41. <Эпиграмма на И. С. Аксакова>
Михаил Александрович Дмитриев принадлежал к одному из самых древних в
России дворянских родов. {В неопубликованных автобиографических "Записках"
(ГИМ) М. Дмитриев указывал, что он происходит от Рюрика в "28-м колене", а
от Мономаха - в 21-м. Там же находится стихотворение "Мономахи" (см. его на
с. 63), посвященное родословной поэта. В дальнейшем сведения, почерпнутые из
этой рукописи, и цитаты из нее приводятся без ссылок. Продолжением "Записок"
служат неопубликованные "Главы из воспоминаний моей жизни", 1864-1866 гг.
(ГБЛ).} Он родился 23 мая 1796 года в поместье деда - селе Богородском
Сызранского уезда Симбирской губернии. Отец его, А. И. Дмитриев, старший
брат прославленного поэта И. И. Дмитриева (1760-1837), человек не чуждый
литературе, сотрудничавший в изданиях Карамзина, состоял на военной службе в
чине полковника. Он умер, когда сыну его исполнилось два года. После смерти
матери (в 1806 году) заботу о воспитании подростка взяли на себя дед,
бабушка и тетка.
С 1806 года М. Дмитриев в Москве. Ровно год проучился он в "высшем
классе" Университетского благородного пансиона, а в 1812 году был принят в
студенты Московского университета и одновременно приступил к службе в архиве
иностранной коллегии. Из-за войны с Францией занятия в университете
фактически начались с сентября 1813 года. М. Дмитриев прилежно посещает
лекции А. Ф. Мерзлякова и М. Т. Каченовского, штудирует эстетику,
совершенствуется во французском и овладевает немецким и латинским языками.
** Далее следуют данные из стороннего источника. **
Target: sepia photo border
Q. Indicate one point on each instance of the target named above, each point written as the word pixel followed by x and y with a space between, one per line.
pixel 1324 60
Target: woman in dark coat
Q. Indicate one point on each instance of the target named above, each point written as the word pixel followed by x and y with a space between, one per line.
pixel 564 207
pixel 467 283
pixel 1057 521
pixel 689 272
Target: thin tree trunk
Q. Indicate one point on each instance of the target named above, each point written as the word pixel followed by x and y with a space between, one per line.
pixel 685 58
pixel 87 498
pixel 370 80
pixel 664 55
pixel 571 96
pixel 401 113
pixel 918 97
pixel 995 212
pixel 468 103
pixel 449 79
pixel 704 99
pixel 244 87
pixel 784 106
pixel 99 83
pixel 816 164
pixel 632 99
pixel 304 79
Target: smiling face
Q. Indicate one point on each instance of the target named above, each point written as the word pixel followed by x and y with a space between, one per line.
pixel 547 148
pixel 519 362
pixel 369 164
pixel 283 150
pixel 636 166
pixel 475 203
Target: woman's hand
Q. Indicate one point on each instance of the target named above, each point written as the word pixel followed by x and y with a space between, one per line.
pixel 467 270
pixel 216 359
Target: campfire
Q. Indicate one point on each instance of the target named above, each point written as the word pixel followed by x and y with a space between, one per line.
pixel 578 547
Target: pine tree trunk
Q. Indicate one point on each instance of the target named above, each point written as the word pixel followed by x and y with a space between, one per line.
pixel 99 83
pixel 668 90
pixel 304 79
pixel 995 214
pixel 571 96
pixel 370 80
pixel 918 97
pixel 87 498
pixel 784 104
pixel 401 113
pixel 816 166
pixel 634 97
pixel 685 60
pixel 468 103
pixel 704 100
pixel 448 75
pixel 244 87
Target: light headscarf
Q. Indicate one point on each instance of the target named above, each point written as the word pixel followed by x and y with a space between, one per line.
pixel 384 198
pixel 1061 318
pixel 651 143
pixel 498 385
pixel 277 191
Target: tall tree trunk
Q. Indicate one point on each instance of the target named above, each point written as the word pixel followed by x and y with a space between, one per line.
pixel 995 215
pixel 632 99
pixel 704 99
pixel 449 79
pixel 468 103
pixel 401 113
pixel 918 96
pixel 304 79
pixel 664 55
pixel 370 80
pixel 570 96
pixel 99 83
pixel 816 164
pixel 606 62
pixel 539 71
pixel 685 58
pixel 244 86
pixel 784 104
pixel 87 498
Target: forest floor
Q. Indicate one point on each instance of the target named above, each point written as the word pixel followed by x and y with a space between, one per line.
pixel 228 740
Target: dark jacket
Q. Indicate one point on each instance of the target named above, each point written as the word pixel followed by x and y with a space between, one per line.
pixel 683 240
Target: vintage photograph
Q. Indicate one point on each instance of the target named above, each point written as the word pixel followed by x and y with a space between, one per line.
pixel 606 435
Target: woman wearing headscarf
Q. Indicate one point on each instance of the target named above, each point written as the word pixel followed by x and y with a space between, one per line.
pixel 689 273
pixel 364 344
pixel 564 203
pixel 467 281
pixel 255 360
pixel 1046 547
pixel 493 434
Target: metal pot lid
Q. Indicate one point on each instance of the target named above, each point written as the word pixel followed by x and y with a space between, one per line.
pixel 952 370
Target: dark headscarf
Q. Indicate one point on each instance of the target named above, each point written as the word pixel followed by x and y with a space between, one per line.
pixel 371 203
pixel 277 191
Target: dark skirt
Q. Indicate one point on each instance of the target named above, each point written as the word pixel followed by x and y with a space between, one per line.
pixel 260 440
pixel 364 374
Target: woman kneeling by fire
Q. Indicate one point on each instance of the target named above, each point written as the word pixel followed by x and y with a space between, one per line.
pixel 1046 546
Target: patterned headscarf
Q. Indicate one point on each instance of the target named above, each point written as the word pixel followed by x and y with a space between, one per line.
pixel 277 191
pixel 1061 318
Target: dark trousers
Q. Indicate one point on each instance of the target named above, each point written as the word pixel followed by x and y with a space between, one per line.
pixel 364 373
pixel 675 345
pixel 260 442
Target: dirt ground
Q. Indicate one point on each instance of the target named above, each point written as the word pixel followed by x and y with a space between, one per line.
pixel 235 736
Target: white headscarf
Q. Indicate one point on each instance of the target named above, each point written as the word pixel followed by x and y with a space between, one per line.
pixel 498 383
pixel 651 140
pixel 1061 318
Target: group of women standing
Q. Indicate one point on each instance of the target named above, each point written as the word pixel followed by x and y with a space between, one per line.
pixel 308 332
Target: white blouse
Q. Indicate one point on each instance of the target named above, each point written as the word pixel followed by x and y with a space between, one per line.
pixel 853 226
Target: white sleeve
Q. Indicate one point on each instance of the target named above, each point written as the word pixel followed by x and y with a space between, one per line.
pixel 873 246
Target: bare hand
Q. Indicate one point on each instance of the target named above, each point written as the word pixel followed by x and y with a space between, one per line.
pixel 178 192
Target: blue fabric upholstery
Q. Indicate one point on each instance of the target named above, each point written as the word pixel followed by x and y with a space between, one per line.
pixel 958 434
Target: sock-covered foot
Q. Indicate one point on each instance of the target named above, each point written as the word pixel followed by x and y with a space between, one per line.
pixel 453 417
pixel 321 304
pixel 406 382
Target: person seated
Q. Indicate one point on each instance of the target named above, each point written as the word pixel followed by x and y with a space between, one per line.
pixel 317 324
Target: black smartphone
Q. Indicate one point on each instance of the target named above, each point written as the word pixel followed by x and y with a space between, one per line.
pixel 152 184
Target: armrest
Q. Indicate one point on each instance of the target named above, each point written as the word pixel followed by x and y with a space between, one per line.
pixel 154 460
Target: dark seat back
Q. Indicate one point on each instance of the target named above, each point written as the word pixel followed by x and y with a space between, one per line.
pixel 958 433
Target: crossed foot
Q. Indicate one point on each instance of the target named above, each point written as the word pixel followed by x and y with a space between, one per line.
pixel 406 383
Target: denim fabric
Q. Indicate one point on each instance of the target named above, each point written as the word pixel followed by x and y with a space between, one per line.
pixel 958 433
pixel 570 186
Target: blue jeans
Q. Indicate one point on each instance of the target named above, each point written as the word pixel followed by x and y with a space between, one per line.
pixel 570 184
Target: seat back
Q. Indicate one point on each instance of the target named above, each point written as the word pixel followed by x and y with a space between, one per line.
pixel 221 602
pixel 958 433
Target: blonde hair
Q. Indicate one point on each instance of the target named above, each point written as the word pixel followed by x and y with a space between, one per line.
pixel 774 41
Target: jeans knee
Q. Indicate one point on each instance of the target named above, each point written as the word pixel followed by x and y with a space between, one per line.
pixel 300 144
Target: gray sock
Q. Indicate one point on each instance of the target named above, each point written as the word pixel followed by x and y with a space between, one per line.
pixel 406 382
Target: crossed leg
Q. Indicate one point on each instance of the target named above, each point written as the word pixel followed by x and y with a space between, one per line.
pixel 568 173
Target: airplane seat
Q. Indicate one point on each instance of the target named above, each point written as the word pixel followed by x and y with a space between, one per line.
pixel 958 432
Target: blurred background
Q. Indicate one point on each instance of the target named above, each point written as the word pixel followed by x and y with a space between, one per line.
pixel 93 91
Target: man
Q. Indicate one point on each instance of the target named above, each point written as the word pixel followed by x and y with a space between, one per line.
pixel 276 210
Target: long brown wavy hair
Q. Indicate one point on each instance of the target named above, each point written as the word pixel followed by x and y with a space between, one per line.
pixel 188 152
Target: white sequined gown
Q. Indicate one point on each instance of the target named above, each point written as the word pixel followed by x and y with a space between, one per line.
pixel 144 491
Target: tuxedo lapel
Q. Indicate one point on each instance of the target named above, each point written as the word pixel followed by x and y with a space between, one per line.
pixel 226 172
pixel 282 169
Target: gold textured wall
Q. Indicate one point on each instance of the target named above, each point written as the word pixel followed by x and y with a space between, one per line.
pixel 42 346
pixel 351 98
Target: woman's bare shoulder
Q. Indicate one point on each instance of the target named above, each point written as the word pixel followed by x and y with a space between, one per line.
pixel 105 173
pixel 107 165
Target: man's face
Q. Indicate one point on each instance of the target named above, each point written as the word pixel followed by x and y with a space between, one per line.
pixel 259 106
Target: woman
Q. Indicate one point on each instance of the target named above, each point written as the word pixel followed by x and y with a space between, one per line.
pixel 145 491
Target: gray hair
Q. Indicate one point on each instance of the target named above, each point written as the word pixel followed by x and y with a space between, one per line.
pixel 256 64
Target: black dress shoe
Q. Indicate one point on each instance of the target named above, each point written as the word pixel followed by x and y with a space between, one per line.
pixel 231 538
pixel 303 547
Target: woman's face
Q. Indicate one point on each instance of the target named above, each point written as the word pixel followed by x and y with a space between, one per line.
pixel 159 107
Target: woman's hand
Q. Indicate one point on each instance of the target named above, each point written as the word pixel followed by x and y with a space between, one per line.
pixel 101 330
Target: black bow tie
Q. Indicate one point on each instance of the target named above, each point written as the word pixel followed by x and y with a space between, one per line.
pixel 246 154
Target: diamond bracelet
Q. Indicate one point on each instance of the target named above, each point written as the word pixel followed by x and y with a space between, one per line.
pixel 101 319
Художественные вкусы М. Дмитриева больше всего характеризует его увлечение
Державиным, Жуковским, а также довольно популярными в те годы французскими
поэтами: Делилем, Флорианом, Парни. Большое значение в своем литературном
образовании сам М. Дмитриев придавал знакомству с немецкой поэзией
(Клопшток, Виланд, Шиллер), в то время мало известной в России.
В январе 1814 года на заседании Общества любителей российской
словесности при Московском университете был оглашен отрывок из поэмы Делиля
"Сельский житель" в переводе М. Дмитриева. В следующем году он печатает в
журнале "Российский музеум" (No 12, подпись: "М. Д.") перевод басни Флориана
"Новый календарь".
В 1815 году переехавший в Москву Иван Иванович Дмитриев поселил
племянника в своем доме, ставшем для него своеобразной литературной
академией. Через дядю М. Дмитриев познакомился с рядом видных писателей -
Жуковским, Вяземским, Д. Давыдовым, А. С. Шаховским, А. Е. Измайловым, В. Л.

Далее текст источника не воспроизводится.